In [22]:
#import Panda dependency
import pandas as pd

In [23]:
#LOADING DATA
#filepath as strings, read as DFs
sch_file = "resources\schools_complete.csv"
stu_file = "resources\students_complete.csv"
sch_df = pd.read_csv(sch_file)
stu_df = pd.read_csv(stu_file)

In [24]:
#CLEANING DATA
#clean student names using list, looping through, and using "replace" to change target string into desired value ("") -- blank in this case
presuffixes = ["Dr. ", "Mr. ","Ms. ", "Mrs. ", "Miss ", " MD", " DDS", " DVM", " PhD"]

for psfix in presuffixes:
    stu_df["student_name"] = stu_df["student_name"].str.replace(psfix, "")

  


In [25]:
#MERGING DATA + METRICS
#merge both dfs for complete data set get basic metrics
all_data = pd.merge(stu_df, sch_df, on=["school_name", "school_name"])

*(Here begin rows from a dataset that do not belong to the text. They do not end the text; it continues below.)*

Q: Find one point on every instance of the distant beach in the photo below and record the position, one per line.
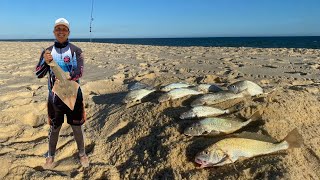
(146, 141)
(309, 42)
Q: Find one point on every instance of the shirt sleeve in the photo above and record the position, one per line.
(42, 67)
(78, 70)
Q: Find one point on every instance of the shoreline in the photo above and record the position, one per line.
(121, 141)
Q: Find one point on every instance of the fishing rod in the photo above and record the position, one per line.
(91, 19)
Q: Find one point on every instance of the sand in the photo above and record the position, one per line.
(146, 141)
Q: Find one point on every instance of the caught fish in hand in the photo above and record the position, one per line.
(64, 88)
(230, 150)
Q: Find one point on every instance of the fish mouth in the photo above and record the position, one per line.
(203, 164)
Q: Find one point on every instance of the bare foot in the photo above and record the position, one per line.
(84, 160)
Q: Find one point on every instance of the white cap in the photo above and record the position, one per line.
(62, 21)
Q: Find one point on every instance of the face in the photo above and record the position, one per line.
(61, 33)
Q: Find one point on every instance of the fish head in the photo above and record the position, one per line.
(164, 97)
(234, 88)
(195, 130)
(212, 157)
(197, 102)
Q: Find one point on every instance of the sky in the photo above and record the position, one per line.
(34, 19)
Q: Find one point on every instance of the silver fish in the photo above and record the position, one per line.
(66, 90)
(229, 150)
(135, 96)
(215, 98)
(206, 111)
(252, 88)
(177, 93)
(217, 126)
(172, 86)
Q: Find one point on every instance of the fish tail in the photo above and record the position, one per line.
(294, 139)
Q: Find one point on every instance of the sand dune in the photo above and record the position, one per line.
(146, 141)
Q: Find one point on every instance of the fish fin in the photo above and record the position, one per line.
(68, 97)
(256, 116)
(236, 107)
(294, 139)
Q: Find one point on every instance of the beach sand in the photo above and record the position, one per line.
(146, 141)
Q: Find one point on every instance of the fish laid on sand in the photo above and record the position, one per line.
(207, 111)
(229, 150)
(209, 88)
(217, 126)
(135, 96)
(215, 98)
(178, 93)
(172, 86)
(65, 89)
(252, 88)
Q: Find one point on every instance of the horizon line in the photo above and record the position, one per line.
(164, 37)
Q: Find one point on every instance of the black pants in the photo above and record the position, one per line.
(56, 111)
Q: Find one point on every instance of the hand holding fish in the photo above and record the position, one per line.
(47, 56)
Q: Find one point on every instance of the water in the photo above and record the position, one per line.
(310, 42)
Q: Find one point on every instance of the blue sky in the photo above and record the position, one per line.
(161, 18)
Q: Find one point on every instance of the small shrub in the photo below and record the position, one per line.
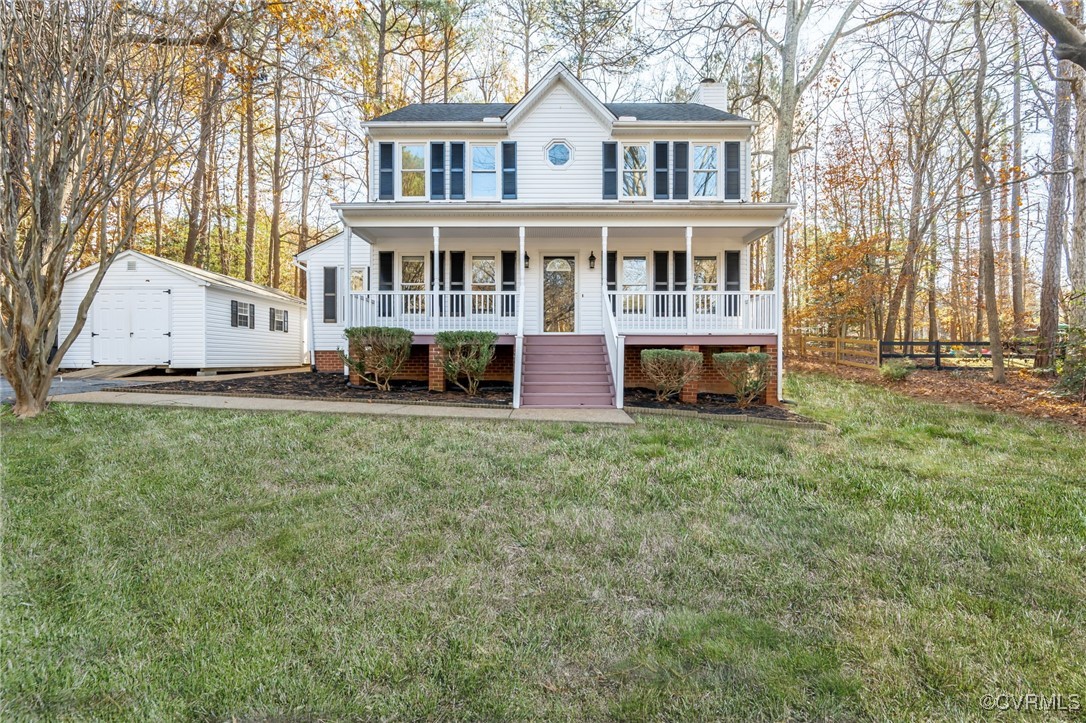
(377, 353)
(897, 369)
(746, 371)
(467, 356)
(670, 369)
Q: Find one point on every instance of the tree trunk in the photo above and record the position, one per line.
(982, 175)
(1056, 224)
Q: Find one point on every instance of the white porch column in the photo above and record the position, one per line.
(603, 238)
(436, 286)
(690, 279)
(779, 299)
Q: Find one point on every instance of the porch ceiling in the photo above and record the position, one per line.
(414, 222)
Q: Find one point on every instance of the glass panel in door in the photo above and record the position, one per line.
(559, 294)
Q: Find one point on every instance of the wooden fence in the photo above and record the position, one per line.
(862, 353)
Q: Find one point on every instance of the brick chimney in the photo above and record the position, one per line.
(711, 93)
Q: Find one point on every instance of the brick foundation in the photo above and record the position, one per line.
(709, 380)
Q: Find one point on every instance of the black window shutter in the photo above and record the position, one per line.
(384, 262)
(387, 173)
(456, 262)
(330, 305)
(437, 172)
(508, 282)
(613, 275)
(456, 172)
(681, 176)
(732, 169)
(660, 280)
(660, 165)
(610, 169)
(509, 169)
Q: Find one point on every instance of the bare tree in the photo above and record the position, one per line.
(83, 104)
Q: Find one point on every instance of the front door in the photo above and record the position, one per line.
(559, 294)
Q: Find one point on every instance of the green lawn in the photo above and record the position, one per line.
(163, 563)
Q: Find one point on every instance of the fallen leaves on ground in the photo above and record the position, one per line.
(1023, 393)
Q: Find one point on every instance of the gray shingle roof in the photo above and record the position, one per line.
(476, 112)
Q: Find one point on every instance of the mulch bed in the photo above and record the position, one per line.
(710, 404)
(335, 387)
(1023, 393)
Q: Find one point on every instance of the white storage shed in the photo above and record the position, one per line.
(151, 311)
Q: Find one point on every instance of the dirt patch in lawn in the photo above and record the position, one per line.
(315, 385)
(709, 404)
(1023, 393)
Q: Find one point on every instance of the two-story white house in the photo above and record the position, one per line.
(580, 231)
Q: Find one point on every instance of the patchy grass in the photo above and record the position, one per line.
(166, 563)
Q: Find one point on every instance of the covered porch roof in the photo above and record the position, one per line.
(389, 223)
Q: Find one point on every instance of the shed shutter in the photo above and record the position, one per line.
(732, 169)
(387, 184)
(660, 165)
(384, 261)
(331, 274)
(610, 169)
(680, 178)
(508, 282)
(613, 275)
(509, 169)
(456, 172)
(456, 261)
(437, 172)
(660, 281)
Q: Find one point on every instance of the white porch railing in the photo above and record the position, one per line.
(616, 349)
(429, 312)
(712, 312)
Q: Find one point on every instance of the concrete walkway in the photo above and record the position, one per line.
(330, 406)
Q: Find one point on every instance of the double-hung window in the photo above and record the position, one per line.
(635, 172)
(413, 170)
(634, 283)
(484, 283)
(413, 279)
(706, 169)
(484, 172)
(706, 282)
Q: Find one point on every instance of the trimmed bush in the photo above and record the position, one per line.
(467, 356)
(897, 369)
(377, 353)
(670, 369)
(746, 371)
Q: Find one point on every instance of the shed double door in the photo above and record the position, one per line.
(131, 327)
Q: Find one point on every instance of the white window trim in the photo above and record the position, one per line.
(400, 170)
(649, 184)
(469, 169)
(546, 153)
(692, 170)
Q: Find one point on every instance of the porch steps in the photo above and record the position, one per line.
(566, 371)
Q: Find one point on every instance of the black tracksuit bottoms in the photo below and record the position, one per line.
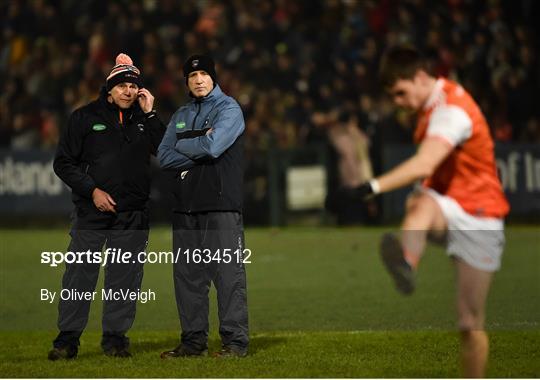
(210, 248)
(91, 230)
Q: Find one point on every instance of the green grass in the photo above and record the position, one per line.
(320, 305)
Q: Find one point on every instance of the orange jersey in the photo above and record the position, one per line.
(469, 173)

student_count = all_data["Student ID"].count()
school_count = len(all_data["school_name"].unique())
total_budget = sch_df["budget"].sum()
mean_read = all_data["reading_score"].mean()
mean_math = all_data["math_score"].mean()

#pass or fail into new DFs, do counts, and percentages
pass_math = all_data[all_data["math_score"] > 69]
pass_read = all_data[all_data["reading_score"] > 69]
pass_both = all_data[(all_data["math_score"] > 69) & (all_data["reading_score"] > 69)]

math_pass_count = pass_math["student_name"].count()
read_pass_count = pass_read["student_name"].count()
pass_both_count = pass_both["student_name"].count()

math_perc = math_pass_count / float(student_count) * 100
read_perc = read_pass_count / float(student_count) * 100
both_perc = pass_both_count / float(student_count) * 100

In [26]:
#WRANGLING FOR REQUIREMENT #1

#create district summary df
dist_sum_df = pd.DataFrame(
    [{"Total Schools" : school_count,
    "Total Students" : student_count,
    "Total Budget" : total_budget,
    "Ave Math Score" : mean_math,
    "Ave Read Score" : mean_read,
    "% Pass Math" : math_perc,
    "% Pass Read" : read_perc,
    "% Overall Pass" : both_perc}])

#format each column appropriately
dist_sum_df["Total Students"] = dist_sum_df["Total Students"].map("{:,}".format)
dist_sum_df["Ave Math Score"] = dist_sum_df["Ave Math Score"].map("{:.1f}".format)
dist_sum_df["Ave Read Score"] = dist_sum_df["Ave Read Score"].map("{:.1f}".format)
dist_sum_df["% Pass Math"] = dist_sum_df["% Pass Math"].map("{:.0f}".format)
dist_sum_df["% Pass Read"] = dist_sum_df["% Pass Read"].map("{:.0f}".format)
dist_sum_df["% Overall Pass"] = dist_sum_df["% Overall Pass"].map("{:.0f}".format)
dist_sum_df["Total Budget"] = dist_sum_df["Total Budget"].map("${:,.2f}".format)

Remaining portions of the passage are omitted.